FED is a closed domain event detector system for sentences in the Portuguese language. It detect events from sentences, i.e., event trigger identification and classification. The event types are based on the typology of the FrameNet project (BAKER; FILLMORE; LOWE, 1998). The models were trained on an enriched TimeBankPT (COSTA; BRANCO,2012) corpus.
Currently, in this Colab, 5 different trained models are available to execution: 0, 5, 25, 50, and 100 which respectively correspond to: 214, 137, 31, 13, and 5 event types.

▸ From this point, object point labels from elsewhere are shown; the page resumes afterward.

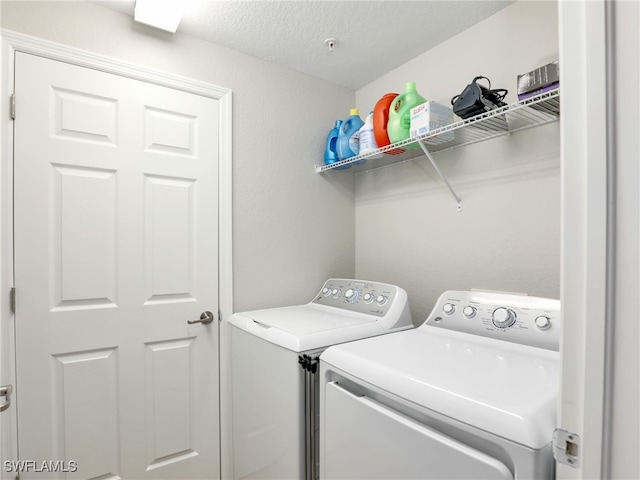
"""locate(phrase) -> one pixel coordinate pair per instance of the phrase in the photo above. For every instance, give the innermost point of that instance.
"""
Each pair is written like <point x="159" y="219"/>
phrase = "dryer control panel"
<point x="511" y="317"/>
<point x="360" y="296"/>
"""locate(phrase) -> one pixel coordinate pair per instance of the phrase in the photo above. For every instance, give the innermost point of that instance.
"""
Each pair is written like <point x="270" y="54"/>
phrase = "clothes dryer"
<point x="274" y="365"/>
<point x="471" y="393"/>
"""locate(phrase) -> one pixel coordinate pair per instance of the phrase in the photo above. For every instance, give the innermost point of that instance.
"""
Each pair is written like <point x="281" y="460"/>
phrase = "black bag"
<point x="476" y="99"/>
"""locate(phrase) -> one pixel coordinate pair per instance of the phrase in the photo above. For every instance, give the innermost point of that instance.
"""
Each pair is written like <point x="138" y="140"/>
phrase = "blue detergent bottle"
<point x="331" y="150"/>
<point x="348" y="139"/>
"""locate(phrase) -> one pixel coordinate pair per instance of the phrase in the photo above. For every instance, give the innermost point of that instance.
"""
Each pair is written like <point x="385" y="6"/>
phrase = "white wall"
<point x="507" y="236"/>
<point x="285" y="240"/>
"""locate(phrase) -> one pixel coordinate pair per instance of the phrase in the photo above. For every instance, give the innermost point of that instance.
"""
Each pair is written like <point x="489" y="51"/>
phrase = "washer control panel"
<point x="512" y="317"/>
<point x="358" y="296"/>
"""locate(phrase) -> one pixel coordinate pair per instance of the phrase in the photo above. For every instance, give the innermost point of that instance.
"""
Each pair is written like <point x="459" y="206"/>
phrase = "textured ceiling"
<point x="372" y="37"/>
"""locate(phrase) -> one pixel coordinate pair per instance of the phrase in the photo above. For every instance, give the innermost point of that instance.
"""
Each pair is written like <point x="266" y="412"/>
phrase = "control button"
<point x="469" y="312"/>
<point x="503" y="317"/>
<point x="543" y="323"/>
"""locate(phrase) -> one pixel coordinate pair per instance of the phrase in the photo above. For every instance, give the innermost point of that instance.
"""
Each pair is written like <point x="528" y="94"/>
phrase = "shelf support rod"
<point x="437" y="169"/>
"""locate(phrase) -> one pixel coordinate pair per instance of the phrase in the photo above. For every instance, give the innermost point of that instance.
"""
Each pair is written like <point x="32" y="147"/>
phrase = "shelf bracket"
<point x="437" y="169"/>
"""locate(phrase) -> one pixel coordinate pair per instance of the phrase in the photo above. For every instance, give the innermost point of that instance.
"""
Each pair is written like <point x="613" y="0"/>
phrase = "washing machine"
<point x="469" y="394"/>
<point x="274" y="371"/>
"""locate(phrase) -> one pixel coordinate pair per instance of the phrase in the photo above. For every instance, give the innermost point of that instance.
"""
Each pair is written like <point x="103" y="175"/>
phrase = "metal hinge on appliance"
<point x="308" y="362"/>
<point x="5" y="394"/>
<point x="566" y="448"/>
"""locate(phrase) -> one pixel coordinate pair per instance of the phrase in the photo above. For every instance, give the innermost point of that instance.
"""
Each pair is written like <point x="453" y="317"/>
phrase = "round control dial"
<point x="351" y="295"/>
<point x="503" y="317"/>
<point x="543" y="323"/>
<point x="469" y="312"/>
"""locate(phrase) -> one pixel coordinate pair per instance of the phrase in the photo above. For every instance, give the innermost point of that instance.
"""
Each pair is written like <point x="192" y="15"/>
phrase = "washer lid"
<point x="500" y="387"/>
<point x="307" y="327"/>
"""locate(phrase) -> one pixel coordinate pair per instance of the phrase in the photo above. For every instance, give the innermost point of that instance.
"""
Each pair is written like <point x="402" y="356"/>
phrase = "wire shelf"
<point x="531" y="112"/>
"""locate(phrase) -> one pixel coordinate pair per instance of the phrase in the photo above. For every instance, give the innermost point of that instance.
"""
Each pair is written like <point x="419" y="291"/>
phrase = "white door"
<point x="116" y="218"/>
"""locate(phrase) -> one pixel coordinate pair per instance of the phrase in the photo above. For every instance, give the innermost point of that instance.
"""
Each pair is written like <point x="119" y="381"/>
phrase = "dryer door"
<point x="365" y="439"/>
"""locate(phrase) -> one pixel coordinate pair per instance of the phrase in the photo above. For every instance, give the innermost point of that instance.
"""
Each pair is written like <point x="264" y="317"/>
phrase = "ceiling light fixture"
<point x="162" y="14"/>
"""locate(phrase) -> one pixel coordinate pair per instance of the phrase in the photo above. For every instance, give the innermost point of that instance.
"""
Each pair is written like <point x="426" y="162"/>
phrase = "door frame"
<point x="587" y="228"/>
<point x="13" y="42"/>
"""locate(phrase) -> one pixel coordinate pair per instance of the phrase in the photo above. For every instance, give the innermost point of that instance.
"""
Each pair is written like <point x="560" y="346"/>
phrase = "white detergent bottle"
<point x="367" y="138"/>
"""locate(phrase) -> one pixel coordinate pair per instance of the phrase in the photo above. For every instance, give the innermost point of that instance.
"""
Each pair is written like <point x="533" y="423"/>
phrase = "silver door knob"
<point x="205" y="317"/>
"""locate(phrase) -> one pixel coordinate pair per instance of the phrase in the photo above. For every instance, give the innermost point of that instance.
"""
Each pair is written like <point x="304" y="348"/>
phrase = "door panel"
<point x="115" y="249"/>
<point x="364" y="439"/>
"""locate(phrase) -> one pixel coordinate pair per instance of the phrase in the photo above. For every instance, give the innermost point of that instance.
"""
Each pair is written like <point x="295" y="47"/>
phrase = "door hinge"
<point x="566" y="448"/>
<point x="309" y="363"/>
<point x="12" y="299"/>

The system outputs the event detections in the following Json format:
[
{
"text": "aumentou",
"start": 12,
"end": 20,
"event_type": "Cause_change_of_position_on_a_scale"
},
{
"text": "disse",
"start": 58,
"end": 63,
"event_type": "Statement"
}
]
-
Download and place the BERTimbau Base (SOUZA; NOGUEIRA;LOTUFO, 2020) model and vocabulary file:
$ wget https://neuralmind-ai.s3.us-east-2.amazonaws.com/nlp/bert-base-portuguese-cased/bert-base-portuguese-cased_tensorflow_checkpoint.zip
$ wget https://neuralmind-ai.s3.us-east-2.amazonaws.com/nlp/bert-base-portuguese-cased/vocab.txt
Then unzip and place it in the the models directory as follows:
├──models | └── BERTimbau | └── bert_config.json | └── bert_model.ckpt.data-00000-of-00001 | └── bert_model.ckpt.index | └── bert_model.ckpt.meta | └── vocab.txt | |...
-
Install the packages.
$ pip install -r requirements.txt
-h, --help Print this help text and exit
--sentence SENTENCE Sentence string to detect events from
--dir INPUT-DIR OUTPUT-DIR Detect events from files of input directory
(one sentence per line) and write output json
files on output directory.
--model ID Identifier of models available: 0, 5, 25, 50 or
100. The default model is 0
The text files in the input directory are expected to have the format:
* all text files end with the extension .txt
* sentences are separated by newlines
$ python3 src/fed.py --dir /tmp/input-dir /tmp/output-dir
$ python3 src/fed.py --sentence 'A Petrobras aumentou o preço da gasolina para 2,30 reais, disse o presidente.'
Peer-reviewed accepted paper:
- Sacramento, A., Souza, M.: Joint Event Extraction with Contextualized Word Embeddings for the Portuguese Language. In: 10th Brazilian Conference on Intelligent System, BRACIS, São Paulo, Brazil, from November 29 to December 3, 2021.